— Да!
Я вздрагиваю от ее громкого голоса.
— Я не хочу ни того, ни другого, — говорю я твердо, все еще поражаясь ее словам. — Просто я выгляжу так.
Она смотрит на меня, скрестив руки на груди, долго и пытливо, а я кажется краснею.
— Ладно ты, а они?!
Если она про врачей, то всем все равно. Жива? Здорова? Ну и ладно. Всем плевать, если дело не касается их самих. Однако, грубая прямота и простота женщины подкупает. Я чувствую себя нормальной, как никогда, сидя на простом табурете остывающей кухни.
— Не пойму куда они смотрят!
Кем бы не была эта “гнома”, но ее тут слушаются и не перечат. Она исчезает в соседнем помещении, требует достать пачку молока и подать ей кружку. Я слышу жужжание микроволновки, сигнал таймера и через мгновение держу в руках кружку теплого молока и огромный рогалик в другой.
— Ешь! Пей!
Я пью под ее пристальным взглядом. Никогда не была фанатом молока в прошлом, но кажется, что скоро мои привычки изменятся. Мне хорошо. Ощущения похожи на те, когда я цедила кровь через соломинку. У меня забирают булочку, прямо на моих глазах надрезают ее поперек, укладывают в нее несколько кусков жирной грудинки и протягивают мне обратно.
— Так должно быть каждый день. Только так! Чтобы дети не рождались дебилами, недоношенными и точно в срок!
Она качает головой. Выражение лица у нее такое, словно все эти дебилы, недоношенные и родившиеся раньше времени всё сплошь и рядом результат моего недоедания.
— Если бы это зависело от меня, — говорю я с набитым ртом. — Александра!
Светловолосая женщина прищуривается. Мне приходится повторить, но с менее набитым ртом.
— Спасибо.
— Ронда!
Ронда уступает в росте Борну, но в остальном такая же — мощная, громкая и кажется, что неповоротливая, но правильнее будет сказать размашистая. Я хочу еще молока и прошу ее налить мне еще.
— Никто не станет делать для меня какие-то особенные условия.
Я смотрю на протянутое мне молоко и чувствую, что вслед за “хорошо” пришел черед дурно. Я сначала не обратила на это внимание, выпила залпом, а теперь смотрю на стакан и не понимаю почему напиток розовый. Мозг давно решил эту загадку. Сознанию осталось принять его.
— Да-да, — бурчит женщина, разглядывая меня с самым мрачным выражением лица. — Там правда так херово?
Я жму плечами. Она первая из “гражданских” кто спросил меня об этом. Я продолжаю держать молоко, стараясь не смотреть на него и в какой-то момент просто поднести ко рту, сделать глоток, выпить залпом.
— Как в безумном Максе, но только без Мэла Гибсона и вечного блуждания по дорогам.
— Мэл был хорош, — мечтательно тянет Ронда. — Пока был молод, но сейчас уже не то. Обвислый зад не красит никого.
Она смеется всем телом, хватая себя под грудью. Мне грустно — морщинистому заду удалось спастись и плевать он хотел на все свои дома и яхты оставленные им в Лос-Анджелесе.
“Да, ладно бы вещи! У него там были друзья!”

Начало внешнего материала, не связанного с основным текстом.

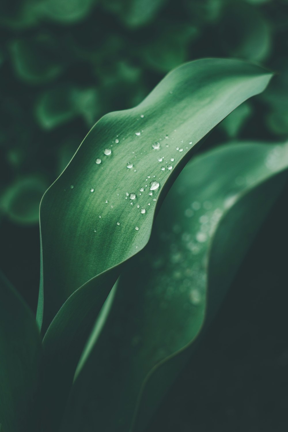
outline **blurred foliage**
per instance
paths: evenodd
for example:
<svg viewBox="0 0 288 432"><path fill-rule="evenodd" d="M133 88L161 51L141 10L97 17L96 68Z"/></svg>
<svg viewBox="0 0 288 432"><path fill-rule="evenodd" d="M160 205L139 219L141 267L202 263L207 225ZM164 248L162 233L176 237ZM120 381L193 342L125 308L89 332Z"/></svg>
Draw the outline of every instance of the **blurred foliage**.
<svg viewBox="0 0 288 432"><path fill-rule="evenodd" d="M199 57L279 73L223 122L219 140L288 134L287 12L285 0L3 0L0 196L13 190L30 208L29 217L15 218L6 204L1 213L36 222L35 191L22 194L19 179L51 184L102 115L138 104L167 72Z"/></svg>

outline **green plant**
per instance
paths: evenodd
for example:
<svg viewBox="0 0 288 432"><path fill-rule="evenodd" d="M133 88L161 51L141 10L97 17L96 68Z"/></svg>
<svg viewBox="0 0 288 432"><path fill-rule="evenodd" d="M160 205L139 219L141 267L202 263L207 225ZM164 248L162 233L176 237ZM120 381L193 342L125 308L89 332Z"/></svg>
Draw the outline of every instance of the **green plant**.
<svg viewBox="0 0 288 432"><path fill-rule="evenodd" d="M271 77L236 60L186 64L92 128L41 203L41 343L1 277L4 432L143 428L285 184L288 147L232 143L184 166Z"/></svg>

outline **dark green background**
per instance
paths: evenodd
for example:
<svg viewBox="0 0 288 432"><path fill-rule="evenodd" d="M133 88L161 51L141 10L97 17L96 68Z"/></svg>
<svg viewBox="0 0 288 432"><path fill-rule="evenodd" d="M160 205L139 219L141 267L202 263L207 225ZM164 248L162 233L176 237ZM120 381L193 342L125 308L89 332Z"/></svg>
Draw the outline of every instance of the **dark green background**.
<svg viewBox="0 0 288 432"><path fill-rule="evenodd" d="M285 0L4 0L0 32L0 266L34 310L40 199L101 116L183 62L235 57L278 74L202 149L288 135ZM288 429L287 191L149 430Z"/></svg>

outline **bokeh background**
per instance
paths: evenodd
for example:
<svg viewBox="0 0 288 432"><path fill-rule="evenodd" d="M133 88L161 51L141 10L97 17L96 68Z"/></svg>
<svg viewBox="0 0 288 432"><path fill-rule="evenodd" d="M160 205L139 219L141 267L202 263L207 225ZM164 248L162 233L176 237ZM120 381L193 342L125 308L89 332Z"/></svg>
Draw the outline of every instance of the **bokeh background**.
<svg viewBox="0 0 288 432"><path fill-rule="evenodd" d="M40 200L104 114L184 62L234 57L276 76L201 151L288 136L287 0L2 0L0 33L0 267L34 311ZM288 191L149 430L288 430Z"/></svg>

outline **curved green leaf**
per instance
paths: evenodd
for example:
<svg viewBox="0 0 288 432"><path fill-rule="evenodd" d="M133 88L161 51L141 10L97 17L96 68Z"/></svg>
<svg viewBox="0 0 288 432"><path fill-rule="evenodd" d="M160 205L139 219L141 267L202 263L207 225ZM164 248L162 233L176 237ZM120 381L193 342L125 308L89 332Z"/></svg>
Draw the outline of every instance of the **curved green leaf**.
<svg viewBox="0 0 288 432"><path fill-rule="evenodd" d="M0 272L0 423L38 432L41 344L33 314Z"/></svg>
<svg viewBox="0 0 288 432"><path fill-rule="evenodd" d="M81 362L63 432L131 430L147 377L193 341L206 314L211 321L287 180L287 172L275 175L287 168L288 145L248 143L218 148L184 168L147 247L121 274L104 330ZM154 398L162 390L157 387Z"/></svg>
<svg viewBox="0 0 288 432"><path fill-rule="evenodd" d="M43 299L44 330L61 308L44 340L47 406L56 416L119 265L147 243L156 206L196 145L271 76L236 60L183 65L136 108L103 117L44 194L38 321Z"/></svg>

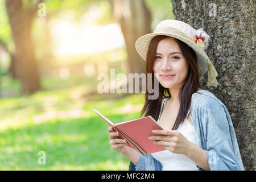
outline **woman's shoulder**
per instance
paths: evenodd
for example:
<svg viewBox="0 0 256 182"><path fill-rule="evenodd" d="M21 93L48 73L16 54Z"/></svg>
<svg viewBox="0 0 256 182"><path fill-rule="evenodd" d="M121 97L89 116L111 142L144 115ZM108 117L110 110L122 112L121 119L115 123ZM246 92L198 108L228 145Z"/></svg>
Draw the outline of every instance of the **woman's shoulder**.
<svg viewBox="0 0 256 182"><path fill-rule="evenodd" d="M223 105L213 93L208 90L200 90L192 96L191 105L195 106Z"/></svg>

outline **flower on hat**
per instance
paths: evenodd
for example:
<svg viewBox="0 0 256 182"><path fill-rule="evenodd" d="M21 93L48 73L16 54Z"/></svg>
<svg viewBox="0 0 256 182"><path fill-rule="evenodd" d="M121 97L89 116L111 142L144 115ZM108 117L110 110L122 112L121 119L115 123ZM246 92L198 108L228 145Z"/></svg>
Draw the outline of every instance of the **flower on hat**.
<svg viewBox="0 0 256 182"><path fill-rule="evenodd" d="M199 28L196 31L195 42L203 50L206 49L209 44L209 40L210 37L203 28Z"/></svg>

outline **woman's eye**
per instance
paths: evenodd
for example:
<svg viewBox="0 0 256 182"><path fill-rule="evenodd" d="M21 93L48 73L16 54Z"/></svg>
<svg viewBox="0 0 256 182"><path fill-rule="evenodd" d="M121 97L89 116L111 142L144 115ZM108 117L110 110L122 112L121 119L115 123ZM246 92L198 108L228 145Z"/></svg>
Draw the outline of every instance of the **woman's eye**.
<svg viewBox="0 0 256 182"><path fill-rule="evenodd" d="M158 56L156 56L155 57L155 59L159 59L160 58L161 58L161 57Z"/></svg>
<svg viewBox="0 0 256 182"><path fill-rule="evenodd" d="M172 58L174 58L175 59L179 59L179 57L177 57L177 56L174 56Z"/></svg>

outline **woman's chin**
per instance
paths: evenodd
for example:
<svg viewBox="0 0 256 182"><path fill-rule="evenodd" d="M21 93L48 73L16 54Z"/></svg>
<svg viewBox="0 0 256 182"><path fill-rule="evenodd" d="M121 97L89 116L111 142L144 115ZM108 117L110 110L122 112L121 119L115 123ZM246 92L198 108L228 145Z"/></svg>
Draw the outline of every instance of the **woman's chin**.
<svg viewBox="0 0 256 182"><path fill-rule="evenodd" d="M160 82L164 88L170 88L174 86L174 84L166 82L166 81Z"/></svg>

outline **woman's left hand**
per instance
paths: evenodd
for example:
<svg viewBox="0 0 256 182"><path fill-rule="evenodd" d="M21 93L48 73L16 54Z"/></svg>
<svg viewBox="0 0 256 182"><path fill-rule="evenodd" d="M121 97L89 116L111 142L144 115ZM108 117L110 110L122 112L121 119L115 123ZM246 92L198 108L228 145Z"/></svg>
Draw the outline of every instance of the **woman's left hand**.
<svg viewBox="0 0 256 182"><path fill-rule="evenodd" d="M155 134L151 136L150 140L155 140L155 144L159 145L164 148L178 154L187 155L189 151L191 142L177 130L155 130Z"/></svg>

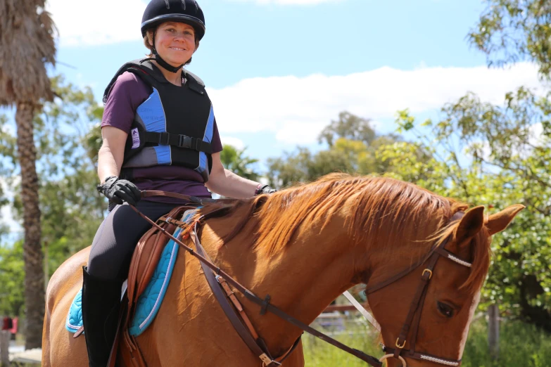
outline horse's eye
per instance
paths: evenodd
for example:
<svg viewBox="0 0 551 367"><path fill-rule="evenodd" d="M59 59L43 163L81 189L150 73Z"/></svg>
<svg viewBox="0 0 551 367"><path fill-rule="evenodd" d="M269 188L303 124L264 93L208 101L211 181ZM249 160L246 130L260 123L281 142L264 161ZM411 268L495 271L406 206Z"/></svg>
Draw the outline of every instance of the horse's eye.
<svg viewBox="0 0 551 367"><path fill-rule="evenodd" d="M448 304L442 302L438 302L438 311L446 317L453 316L453 309Z"/></svg>

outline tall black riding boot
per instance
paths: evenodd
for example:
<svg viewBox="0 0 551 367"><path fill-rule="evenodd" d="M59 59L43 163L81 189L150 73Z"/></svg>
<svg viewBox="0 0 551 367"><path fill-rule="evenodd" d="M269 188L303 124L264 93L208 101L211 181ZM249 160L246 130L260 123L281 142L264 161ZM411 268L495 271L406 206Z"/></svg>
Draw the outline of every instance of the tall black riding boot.
<svg viewBox="0 0 551 367"><path fill-rule="evenodd" d="M122 281L96 278L82 266L82 323L90 367L106 367L118 326Z"/></svg>

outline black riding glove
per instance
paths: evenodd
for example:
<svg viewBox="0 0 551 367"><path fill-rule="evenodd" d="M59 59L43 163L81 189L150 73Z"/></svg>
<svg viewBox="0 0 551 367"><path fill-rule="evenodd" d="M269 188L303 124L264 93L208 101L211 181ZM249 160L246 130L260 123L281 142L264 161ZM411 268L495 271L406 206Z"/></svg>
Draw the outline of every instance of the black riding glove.
<svg viewBox="0 0 551 367"><path fill-rule="evenodd" d="M274 193L277 190L270 186L270 185L262 185L256 189L255 195L262 195L265 193Z"/></svg>
<svg viewBox="0 0 551 367"><path fill-rule="evenodd" d="M125 201L135 205L141 198L141 193L136 185L128 180L120 180L115 176L108 177L105 184L96 187L98 191L115 204L122 204Z"/></svg>

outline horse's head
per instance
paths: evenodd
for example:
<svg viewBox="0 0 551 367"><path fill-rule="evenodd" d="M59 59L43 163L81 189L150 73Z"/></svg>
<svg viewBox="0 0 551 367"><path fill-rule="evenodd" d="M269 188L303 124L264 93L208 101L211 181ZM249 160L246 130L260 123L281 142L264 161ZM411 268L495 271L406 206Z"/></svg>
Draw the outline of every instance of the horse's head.
<svg viewBox="0 0 551 367"><path fill-rule="evenodd" d="M389 366L459 365L488 273L491 236L523 208L512 205L487 218L483 207L456 214L426 241L430 247L421 246L425 257L414 255L418 249L408 257L403 246L389 261L393 267L384 267L386 276L379 272L367 281L369 305L393 355L386 359ZM385 284L404 269L405 275Z"/></svg>

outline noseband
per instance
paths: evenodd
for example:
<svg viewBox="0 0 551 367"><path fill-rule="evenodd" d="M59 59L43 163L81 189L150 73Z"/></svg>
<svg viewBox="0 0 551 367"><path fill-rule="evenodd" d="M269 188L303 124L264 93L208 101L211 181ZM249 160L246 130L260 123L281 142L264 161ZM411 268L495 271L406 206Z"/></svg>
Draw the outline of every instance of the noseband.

Ронда спрашивает про Нью-Йорк, про кафешки, столовые и рестораны в которых была когда-то. Она называет имена поваров, но я качаю головой — имена мне не говорят ни о чем, среди моих знакомых не было тех кто умел варить потрясающие в своей прозрачности бульоны и супы.
— Приходи вечером, — она вручает мне еще один сэндвич. — Вот как сейчас.
— Спасибо!
Я обнимаю ее. Она милая и веселая, несмотря на свои грубоватые манеры.
— Приходи завтра!
Понимаю почему эта женщина прониклась ко мне симпатией — это дело одной пары лживых глаз(все они такие, эти вампиры), но все равно жутко благодарна ей, за убежище, например, и заботу.
Я возвращаюсь в каюту, ощущая себя пьяной от настигшего чувства сытости. Круассан с ветчиной я слопала пока шла обратно и совершенно не стыжусь этого.
— Куда ты пропала? — Свешивается сверху Паоло.
Я жму плечами, заваливаясь на кровать.
— Ела! А теперь спать!
— Что произошло вчера?
Алекс отпускает руку с зажатыми в ней витаминами. Она не понимает о чем ей толкует Хогарт. Она рассказала ему обо всем еще накануне, а повторяться… Нет-нет, ей этого совсем не хочется, но видимо придется, в помещении становится тесно от прибывшего народу. Все сплошь и рядом “чины”, старые, умудренные опытом, морщинистые, с каменными лицами. Они похожи на Борна. Брови и те седые, кустистые. Однако самого майора не видно.